The Eggiman House is Wisconsin’s only Motohome, a prefabricated International Style house. Devised by McLaughlin, this design—the first truly prefabricated residence—was an important experiment in industrializing the housing industry in the 1930s. When the Great Depression idled the residential construction industry, McLaughlin sought to solve the resulting housing shortage by designing an inexpensive dwelling that could be mass-produced. American Houses, Inc., with technical assistance from General Electric and American Radiator, developed a prototype of the Motohome in 1932, and it went into full production in 1935. With great fanfare, it was promoted as the affordable house of the future. Sara Delano Roosevelt, mother of President Franklin D. Roosevelt, unveiled the first production model in a ceremony at Wanamakers Department Store in New York City. American Houses marketed as many as 15 variations of the house and boasted that 140 different plans could be built from the modular unit. Assembly simply meant bolting the sections together, a job that could be completed in as little as two weeks, thus minimizing labor expense.

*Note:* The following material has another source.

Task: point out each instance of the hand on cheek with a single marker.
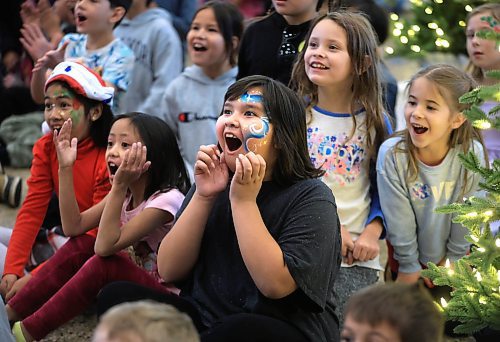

The two-story, cubic Eggiman House was the fifty-fourth Motohome sold, and it may well have been one of the last, since it was built in 1936, the final year of production. The house employs steel-frame construction based on a 4 × 8–foot module, with walls of asbestos concrete panels, manufactured under the trade-name Pyrestos. Aluminum strips cover the vertical joints and draw attention to the panel construction. Casement windows wrap around the corners, and a flat aluminum canopy extends around the corner from the entrance. An attached one-story garage projecting from the southeast corner now serves as additional living space.
Inside, the Motohome came with the latest in domestic equipment. The central air-conditioning, dishwasher, and steel kitchen cabinets were all uncommon for the time. Gadgets and conveniences included a built-in radio and clock, a toaster, a percolator, an iron, a clothes washer, a bathroom scale, an assortment of how-to books, and several days’ groceries. All Ernest and Helen Eggiman had to do was move in and enjoy their “machine built for living.”